Brussels-based European Automobile Manufacturers’ Association (Acea) says it “takes note” of the European Parliament’s vote on the revision of the General Safety Regulation, which mandates safety technologies to be included as standard in new vehicle types.
The vote by the lead Internal Market and Consumer Protection (IMCO) Committee marks a step towards adopting this legislation.
“We welcome the willingness of MEPs to enter rapidly into inter-institutional negotiations on this legislation, which is key to further improving road safety,” stated ACEA Secretary General, Erik Jonnaert.
ACEA adds it supports a range of the safety measures voted upon by IMCO, including the requirement all new car types come equipped with autonomous emergency braking (AEB), drowsiness and attention detection systems, reversing detection for cars and vans, emergency stop signals, and lane departure warning systems.
However, auto manufacturers are concerned about the proposed time between the entry into force of the regulation and the moment it applies.
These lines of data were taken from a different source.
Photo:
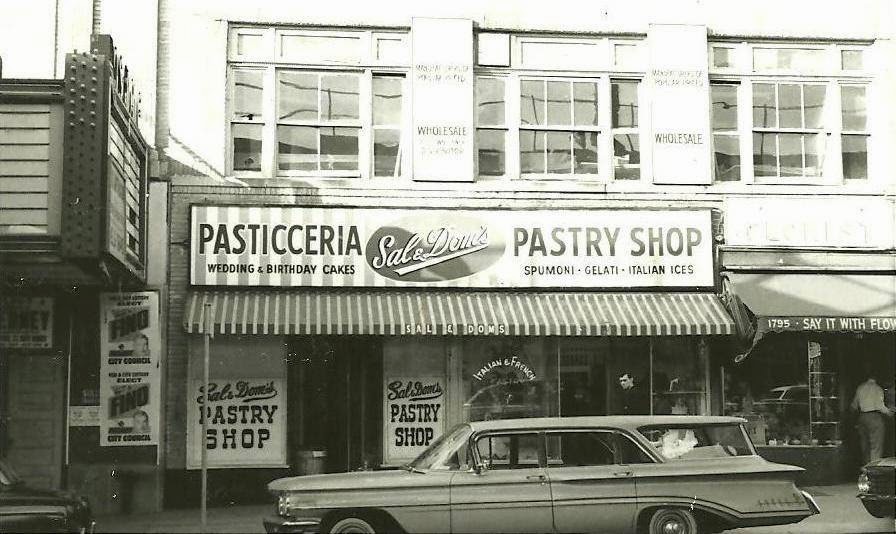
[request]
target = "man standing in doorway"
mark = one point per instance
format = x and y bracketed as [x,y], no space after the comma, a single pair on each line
[633,401]
[869,402]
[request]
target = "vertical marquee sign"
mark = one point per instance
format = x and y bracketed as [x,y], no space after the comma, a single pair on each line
[443,103]
[246,423]
[679,89]
[130,344]
[414,411]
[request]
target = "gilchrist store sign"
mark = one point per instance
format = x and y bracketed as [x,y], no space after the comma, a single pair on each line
[130,341]
[246,423]
[323,247]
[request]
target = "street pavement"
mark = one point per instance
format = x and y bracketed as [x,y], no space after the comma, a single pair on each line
[841,513]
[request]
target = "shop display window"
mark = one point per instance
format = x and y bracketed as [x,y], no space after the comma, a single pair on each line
[679,377]
[788,390]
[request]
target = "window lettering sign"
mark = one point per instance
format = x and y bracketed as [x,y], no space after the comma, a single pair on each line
[246,423]
[414,415]
[828,324]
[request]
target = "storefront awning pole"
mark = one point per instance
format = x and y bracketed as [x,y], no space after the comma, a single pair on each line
[207,337]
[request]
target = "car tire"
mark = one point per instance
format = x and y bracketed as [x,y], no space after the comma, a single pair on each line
[352,525]
[672,521]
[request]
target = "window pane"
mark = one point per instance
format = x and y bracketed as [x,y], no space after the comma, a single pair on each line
[385,152]
[490,101]
[765,155]
[851,60]
[297,96]
[855,114]
[790,106]
[247,89]
[625,104]
[490,147]
[559,159]
[246,147]
[578,449]
[297,148]
[724,107]
[585,103]
[764,115]
[814,146]
[855,157]
[585,152]
[387,100]
[339,149]
[532,102]
[531,151]
[626,157]
[721,56]
[726,149]
[515,451]
[791,154]
[813,104]
[559,111]
[338,97]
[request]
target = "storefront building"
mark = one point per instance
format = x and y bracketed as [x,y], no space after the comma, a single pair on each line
[73,259]
[389,227]
[818,276]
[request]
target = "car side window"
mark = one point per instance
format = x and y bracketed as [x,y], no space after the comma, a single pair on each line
[574,449]
[509,451]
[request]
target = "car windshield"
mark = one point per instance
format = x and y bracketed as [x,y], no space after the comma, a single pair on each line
[691,442]
[446,452]
[8,475]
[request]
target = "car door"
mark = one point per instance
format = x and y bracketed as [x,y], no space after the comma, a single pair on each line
[592,488]
[511,494]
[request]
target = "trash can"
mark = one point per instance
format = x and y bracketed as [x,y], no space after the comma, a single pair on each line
[311,461]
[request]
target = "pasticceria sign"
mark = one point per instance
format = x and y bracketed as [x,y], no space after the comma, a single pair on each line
[295,246]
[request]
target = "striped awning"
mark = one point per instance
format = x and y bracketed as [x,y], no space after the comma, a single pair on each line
[456,313]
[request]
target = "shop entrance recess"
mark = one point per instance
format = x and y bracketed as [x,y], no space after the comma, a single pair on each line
[335,385]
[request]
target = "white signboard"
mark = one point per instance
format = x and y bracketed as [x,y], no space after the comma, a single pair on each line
[810,222]
[443,100]
[26,322]
[130,345]
[315,247]
[415,415]
[246,423]
[679,87]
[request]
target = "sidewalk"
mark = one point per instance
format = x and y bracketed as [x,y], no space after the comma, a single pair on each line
[841,513]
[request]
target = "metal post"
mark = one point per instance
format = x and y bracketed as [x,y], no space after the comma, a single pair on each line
[208,335]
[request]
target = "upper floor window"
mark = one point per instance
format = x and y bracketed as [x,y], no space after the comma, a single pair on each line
[802,117]
[317,103]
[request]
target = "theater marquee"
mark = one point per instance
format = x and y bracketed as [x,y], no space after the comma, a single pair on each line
[342,247]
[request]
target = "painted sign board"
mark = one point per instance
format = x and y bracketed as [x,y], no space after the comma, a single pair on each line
[26,322]
[811,222]
[679,87]
[246,423]
[341,247]
[415,415]
[130,379]
[442,99]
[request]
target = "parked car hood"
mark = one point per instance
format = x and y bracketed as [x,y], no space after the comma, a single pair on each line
[22,493]
[393,478]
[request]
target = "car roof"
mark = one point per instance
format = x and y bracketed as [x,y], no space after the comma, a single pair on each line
[629,422]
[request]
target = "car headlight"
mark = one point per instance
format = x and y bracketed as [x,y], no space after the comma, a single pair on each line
[864,485]
[283,504]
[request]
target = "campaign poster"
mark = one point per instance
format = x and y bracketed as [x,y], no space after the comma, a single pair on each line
[246,423]
[130,344]
[415,415]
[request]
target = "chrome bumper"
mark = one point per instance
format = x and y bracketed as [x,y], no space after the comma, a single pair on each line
[279,524]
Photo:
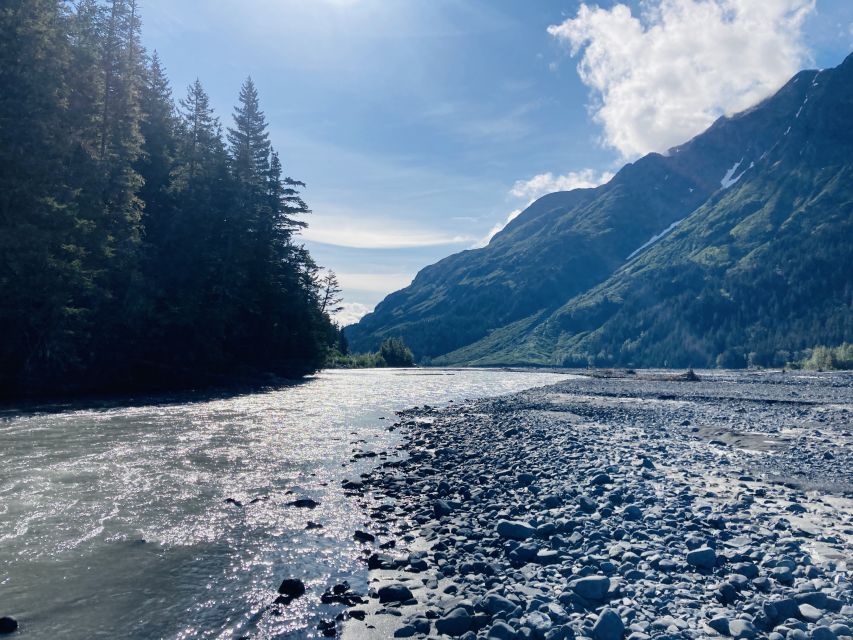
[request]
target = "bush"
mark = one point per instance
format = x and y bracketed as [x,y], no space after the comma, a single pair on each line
[824,358]
[395,353]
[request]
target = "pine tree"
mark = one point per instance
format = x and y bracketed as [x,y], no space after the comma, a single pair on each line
[249,139]
[158,127]
[41,278]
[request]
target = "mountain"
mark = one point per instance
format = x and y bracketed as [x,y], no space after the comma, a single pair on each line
[732,248]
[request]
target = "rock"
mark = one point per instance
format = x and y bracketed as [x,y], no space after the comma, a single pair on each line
[394,593]
[500,631]
[739,628]
[601,479]
[591,588]
[632,513]
[525,479]
[363,536]
[8,625]
[290,589]
[587,504]
[702,558]
[455,623]
[609,626]
[441,508]
[494,603]
[822,633]
[515,530]
[406,631]
[328,628]
[720,624]
[305,503]
[810,613]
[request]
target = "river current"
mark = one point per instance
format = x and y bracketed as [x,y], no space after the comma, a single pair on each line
[114,521]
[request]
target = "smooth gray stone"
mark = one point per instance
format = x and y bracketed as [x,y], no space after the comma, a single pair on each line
[500,631]
[742,629]
[455,623]
[591,587]
[609,626]
[515,530]
[394,593]
[703,558]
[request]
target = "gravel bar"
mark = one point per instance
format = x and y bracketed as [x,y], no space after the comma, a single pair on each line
[625,507]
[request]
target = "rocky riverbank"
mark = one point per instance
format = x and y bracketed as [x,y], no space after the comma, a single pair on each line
[618,508]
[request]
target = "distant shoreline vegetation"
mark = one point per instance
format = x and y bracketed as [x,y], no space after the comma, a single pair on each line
[143,246]
[823,358]
[393,352]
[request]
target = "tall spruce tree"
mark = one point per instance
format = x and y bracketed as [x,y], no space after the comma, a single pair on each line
[137,248]
[41,278]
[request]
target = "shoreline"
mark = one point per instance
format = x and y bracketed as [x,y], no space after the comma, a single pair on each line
[618,508]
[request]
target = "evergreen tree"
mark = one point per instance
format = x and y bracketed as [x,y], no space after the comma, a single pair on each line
[136,247]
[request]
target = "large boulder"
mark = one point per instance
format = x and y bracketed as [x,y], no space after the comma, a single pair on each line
[702,558]
[515,529]
[394,593]
[455,623]
[591,588]
[609,626]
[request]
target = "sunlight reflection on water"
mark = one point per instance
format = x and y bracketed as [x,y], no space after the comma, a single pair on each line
[113,521]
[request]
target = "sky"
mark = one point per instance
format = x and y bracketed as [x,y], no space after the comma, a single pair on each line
[422,126]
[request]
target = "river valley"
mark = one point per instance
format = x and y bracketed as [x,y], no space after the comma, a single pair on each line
[115,518]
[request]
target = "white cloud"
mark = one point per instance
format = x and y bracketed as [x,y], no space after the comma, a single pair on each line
[540,185]
[374,282]
[482,242]
[374,233]
[545,183]
[665,76]
[351,313]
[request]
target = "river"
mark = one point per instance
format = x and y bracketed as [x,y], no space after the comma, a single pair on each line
[114,521]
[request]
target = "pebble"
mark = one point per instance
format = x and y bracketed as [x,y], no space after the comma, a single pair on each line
[586,510]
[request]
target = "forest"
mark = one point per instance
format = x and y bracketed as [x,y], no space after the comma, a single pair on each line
[143,245]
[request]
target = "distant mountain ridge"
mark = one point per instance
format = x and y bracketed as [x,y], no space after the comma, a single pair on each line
[733,248]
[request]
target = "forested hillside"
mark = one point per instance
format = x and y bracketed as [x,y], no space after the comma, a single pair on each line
[141,243]
[732,249]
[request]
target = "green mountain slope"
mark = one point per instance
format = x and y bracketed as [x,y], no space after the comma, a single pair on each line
[760,270]
[567,242]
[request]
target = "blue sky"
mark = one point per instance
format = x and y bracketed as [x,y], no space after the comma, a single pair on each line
[420,126]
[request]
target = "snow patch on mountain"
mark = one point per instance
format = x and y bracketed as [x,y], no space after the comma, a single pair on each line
[655,238]
[729,179]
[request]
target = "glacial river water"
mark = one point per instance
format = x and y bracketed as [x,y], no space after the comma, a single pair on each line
[113,520]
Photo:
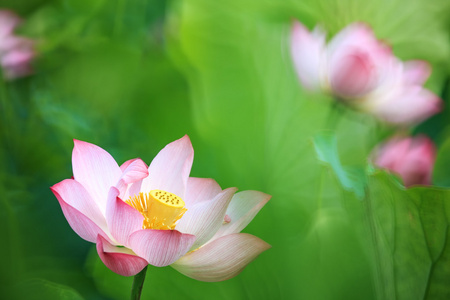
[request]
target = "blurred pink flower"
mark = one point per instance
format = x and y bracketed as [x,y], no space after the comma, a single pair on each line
[362,71]
[16,53]
[158,215]
[410,157]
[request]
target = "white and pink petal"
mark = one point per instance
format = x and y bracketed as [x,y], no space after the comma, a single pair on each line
[82,225]
[221,259]
[75,195]
[204,219]
[160,247]
[169,170]
[95,169]
[242,209]
[119,260]
[133,171]
[200,190]
[122,219]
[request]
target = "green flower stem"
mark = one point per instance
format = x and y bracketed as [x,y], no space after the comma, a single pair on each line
[138,283]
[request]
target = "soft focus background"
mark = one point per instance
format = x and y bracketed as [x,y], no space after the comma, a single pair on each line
[132,76]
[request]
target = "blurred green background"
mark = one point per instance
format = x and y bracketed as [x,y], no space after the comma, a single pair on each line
[132,76]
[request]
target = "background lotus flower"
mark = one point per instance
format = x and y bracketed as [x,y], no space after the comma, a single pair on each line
[410,157]
[363,72]
[158,215]
[16,53]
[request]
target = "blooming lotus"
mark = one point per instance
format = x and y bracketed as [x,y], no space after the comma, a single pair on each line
[361,71]
[158,215]
[16,53]
[411,157]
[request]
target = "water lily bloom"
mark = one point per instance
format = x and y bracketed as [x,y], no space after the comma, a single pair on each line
[16,53]
[158,215]
[410,157]
[362,72]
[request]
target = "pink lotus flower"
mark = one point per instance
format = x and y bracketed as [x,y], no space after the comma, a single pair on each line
[411,157]
[362,71]
[16,53]
[158,215]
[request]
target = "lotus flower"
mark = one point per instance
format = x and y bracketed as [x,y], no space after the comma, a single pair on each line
[16,53]
[410,157]
[361,71]
[158,215]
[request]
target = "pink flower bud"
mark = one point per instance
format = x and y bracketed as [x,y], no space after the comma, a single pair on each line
[412,158]
[16,53]
[358,68]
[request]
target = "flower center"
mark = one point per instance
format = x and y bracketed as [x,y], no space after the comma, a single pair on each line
[161,209]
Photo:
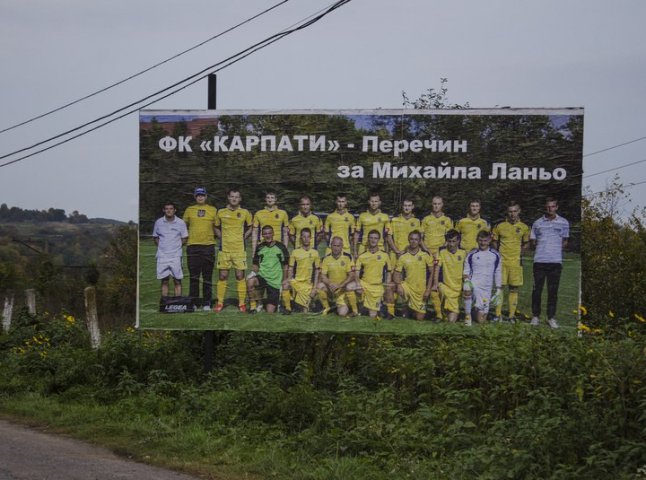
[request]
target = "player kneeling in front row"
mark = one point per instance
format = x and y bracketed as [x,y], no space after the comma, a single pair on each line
[482,270]
[268,269]
[337,272]
[413,275]
[448,275]
[373,277]
[302,275]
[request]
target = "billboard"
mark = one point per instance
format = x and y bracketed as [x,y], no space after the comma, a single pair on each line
[460,170]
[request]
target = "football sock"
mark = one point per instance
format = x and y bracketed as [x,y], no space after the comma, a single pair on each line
[222,290]
[467,307]
[437,304]
[287,300]
[242,291]
[352,300]
[323,299]
[513,303]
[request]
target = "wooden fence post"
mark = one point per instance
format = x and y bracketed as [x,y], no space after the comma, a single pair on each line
[30,296]
[7,312]
[92,318]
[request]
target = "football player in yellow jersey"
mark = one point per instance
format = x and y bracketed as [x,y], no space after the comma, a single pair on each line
[470,226]
[304,219]
[372,219]
[302,275]
[273,216]
[337,271]
[511,239]
[413,275]
[340,223]
[200,249]
[233,226]
[401,226]
[448,275]
[434,228]
[373,273]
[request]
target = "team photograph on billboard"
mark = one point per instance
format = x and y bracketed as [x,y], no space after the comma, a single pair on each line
[367,221]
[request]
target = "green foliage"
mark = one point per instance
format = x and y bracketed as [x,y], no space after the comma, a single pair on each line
[505,403]
[613,263]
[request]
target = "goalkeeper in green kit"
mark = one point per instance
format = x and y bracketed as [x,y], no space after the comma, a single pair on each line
[268,270]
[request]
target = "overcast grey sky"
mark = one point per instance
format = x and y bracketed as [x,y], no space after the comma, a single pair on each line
[572,53]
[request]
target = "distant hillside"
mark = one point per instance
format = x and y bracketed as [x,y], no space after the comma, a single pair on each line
[19,215]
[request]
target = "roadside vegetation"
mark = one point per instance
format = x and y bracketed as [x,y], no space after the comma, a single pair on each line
[506,403]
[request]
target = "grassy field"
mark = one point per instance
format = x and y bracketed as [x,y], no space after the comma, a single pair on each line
[231,319]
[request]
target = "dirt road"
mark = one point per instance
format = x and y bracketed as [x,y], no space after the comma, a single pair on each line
[29,454]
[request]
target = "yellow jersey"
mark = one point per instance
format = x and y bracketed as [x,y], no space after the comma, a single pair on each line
[373,221]
[434,228]
[415,269]
[304,263]
[276,218]
[510,238]
[200,220]
[299,222]
[337,269]
[451,267]
[400,227]
[233,225]
[469,229]
[340,225]
[373,267]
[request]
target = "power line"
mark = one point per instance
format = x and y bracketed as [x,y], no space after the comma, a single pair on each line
[615,168]
[615,146]
[200,75]
[146,70]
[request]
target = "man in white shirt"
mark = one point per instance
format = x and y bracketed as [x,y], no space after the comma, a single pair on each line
[170,234]
[482,270]
[549,236]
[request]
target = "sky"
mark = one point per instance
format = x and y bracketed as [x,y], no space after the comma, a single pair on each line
[553,53]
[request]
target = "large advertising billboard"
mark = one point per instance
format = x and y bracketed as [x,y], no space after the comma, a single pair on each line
[381,221]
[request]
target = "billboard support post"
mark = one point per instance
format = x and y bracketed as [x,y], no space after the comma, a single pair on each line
[209,335]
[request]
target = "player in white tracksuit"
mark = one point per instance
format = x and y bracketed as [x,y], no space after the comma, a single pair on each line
[482,271]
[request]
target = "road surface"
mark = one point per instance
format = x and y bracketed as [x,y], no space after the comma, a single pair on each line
[29,454]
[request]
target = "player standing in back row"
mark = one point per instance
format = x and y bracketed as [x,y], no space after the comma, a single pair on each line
[340,223]
[549,236]
[273,216]
[470,226]
[233,226]
[511,238]
[200,249]
[372,219]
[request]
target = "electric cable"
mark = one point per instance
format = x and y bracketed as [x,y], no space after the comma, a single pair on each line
[200,75]
[146,70]
[615,146]
[615,168]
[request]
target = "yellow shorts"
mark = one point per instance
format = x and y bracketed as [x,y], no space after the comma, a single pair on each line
[450,298]
[372,295]
[415,298]
[393,258]
[328,251]
[302,291]
[512,275]
[340,298]
[227,261]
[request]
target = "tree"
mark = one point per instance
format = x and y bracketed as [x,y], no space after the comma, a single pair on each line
[612,256]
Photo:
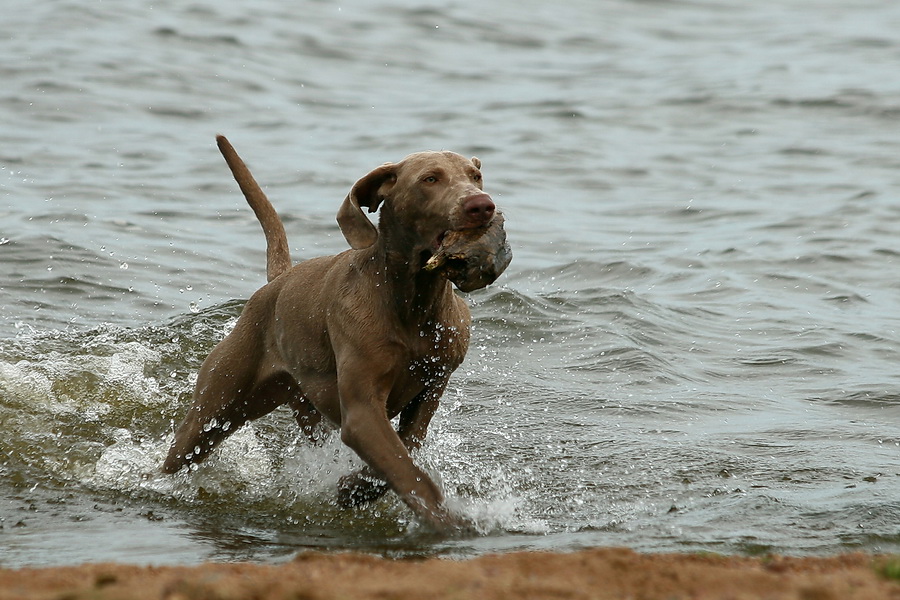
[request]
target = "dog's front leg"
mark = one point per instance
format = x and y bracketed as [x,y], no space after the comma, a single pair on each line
[365,485]
[367,430]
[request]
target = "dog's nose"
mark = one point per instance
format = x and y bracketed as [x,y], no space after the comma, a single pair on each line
[478,210]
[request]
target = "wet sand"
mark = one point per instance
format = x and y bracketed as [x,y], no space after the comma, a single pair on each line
[595,574]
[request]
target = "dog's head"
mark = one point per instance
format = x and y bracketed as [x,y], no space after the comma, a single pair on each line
[423,197]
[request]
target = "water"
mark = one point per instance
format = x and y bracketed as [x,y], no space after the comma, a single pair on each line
[695,347]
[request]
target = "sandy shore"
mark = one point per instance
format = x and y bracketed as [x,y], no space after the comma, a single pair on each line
[596,574]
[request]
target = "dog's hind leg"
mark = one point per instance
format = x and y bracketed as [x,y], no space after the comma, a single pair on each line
[230,391]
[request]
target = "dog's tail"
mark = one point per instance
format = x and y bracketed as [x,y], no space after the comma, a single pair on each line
[278,254]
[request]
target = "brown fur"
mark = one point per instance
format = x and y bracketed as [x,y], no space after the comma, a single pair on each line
[356,338]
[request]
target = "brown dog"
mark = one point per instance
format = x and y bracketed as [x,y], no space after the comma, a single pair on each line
[359,337]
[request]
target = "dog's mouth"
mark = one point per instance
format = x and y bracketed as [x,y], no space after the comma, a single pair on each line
[439,240]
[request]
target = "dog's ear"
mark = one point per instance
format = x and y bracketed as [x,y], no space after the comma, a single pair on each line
[368,191]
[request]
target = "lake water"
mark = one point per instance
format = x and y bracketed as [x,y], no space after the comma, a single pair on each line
[696,346]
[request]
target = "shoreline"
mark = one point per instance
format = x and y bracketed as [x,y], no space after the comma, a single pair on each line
[598,573]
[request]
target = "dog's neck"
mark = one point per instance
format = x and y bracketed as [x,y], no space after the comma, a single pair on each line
[417,296]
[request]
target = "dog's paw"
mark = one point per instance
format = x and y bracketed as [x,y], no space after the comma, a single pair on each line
[360,488]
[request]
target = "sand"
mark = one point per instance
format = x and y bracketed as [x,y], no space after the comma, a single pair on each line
[596,574]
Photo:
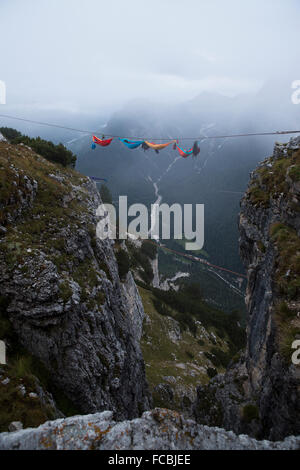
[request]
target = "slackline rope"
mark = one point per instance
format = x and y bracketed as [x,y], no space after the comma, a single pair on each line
[150,138]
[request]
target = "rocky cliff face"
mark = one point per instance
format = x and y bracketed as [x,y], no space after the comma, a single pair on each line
[260,395]
[60,286]
[158,429]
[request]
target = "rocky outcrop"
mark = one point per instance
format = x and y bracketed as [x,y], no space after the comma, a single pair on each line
[260,394]
[158,429]
[63,295]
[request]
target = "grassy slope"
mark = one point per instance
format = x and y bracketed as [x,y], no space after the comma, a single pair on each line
[183,359]
[36,229]
[272,180]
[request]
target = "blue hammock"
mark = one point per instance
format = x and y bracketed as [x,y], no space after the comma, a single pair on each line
[132,144]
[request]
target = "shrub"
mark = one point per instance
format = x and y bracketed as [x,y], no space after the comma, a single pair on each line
[105,194]
[211,372]
[149,249]
[123,262]
[54,153]
[250,412]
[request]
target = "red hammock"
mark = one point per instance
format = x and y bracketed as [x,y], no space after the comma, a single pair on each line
[103,143]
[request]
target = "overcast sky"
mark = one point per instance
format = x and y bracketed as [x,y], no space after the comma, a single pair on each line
[84,54]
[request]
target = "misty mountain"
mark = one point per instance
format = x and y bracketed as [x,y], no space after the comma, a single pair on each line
[217,178]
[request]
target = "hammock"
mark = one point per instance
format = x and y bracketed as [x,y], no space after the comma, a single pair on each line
[158,146]
[103,143]
[95,178]
[132,144]
[195,150]
[184,153]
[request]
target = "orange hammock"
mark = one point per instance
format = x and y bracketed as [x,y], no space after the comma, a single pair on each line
[158,146]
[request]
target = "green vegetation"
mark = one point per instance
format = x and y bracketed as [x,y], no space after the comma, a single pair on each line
[105,194]
[211,372]
[53,153]
[294,173]
[149,249]
[123,261]
[273,180]
[186,306]
[180,358]
[24,370]
[139,260]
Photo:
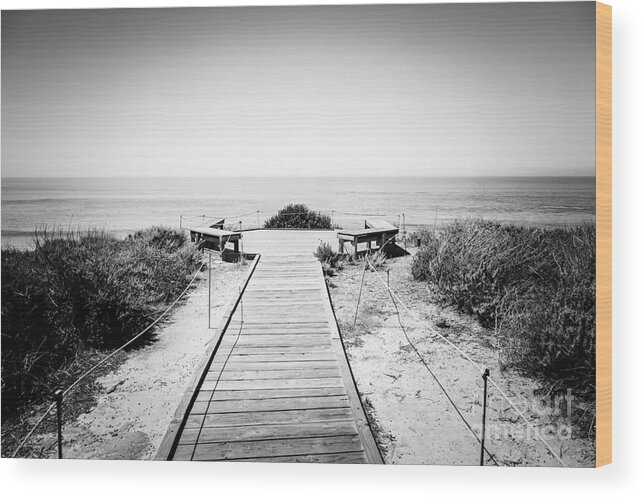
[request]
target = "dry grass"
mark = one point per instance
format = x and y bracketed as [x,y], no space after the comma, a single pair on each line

This should be aligned with product development time in a pragmatic way, allowing at least 36 months before application, cautions ACEA.
“Despite a three-fold increase in traffic, road safety in Europe has improved significantly in the last 30 years,” said Jonnaert.
“Maintaining this trend is important for an industry that prides itself on designing, producing and selling safe vehicles in probably one of the most demanding markets in the world.”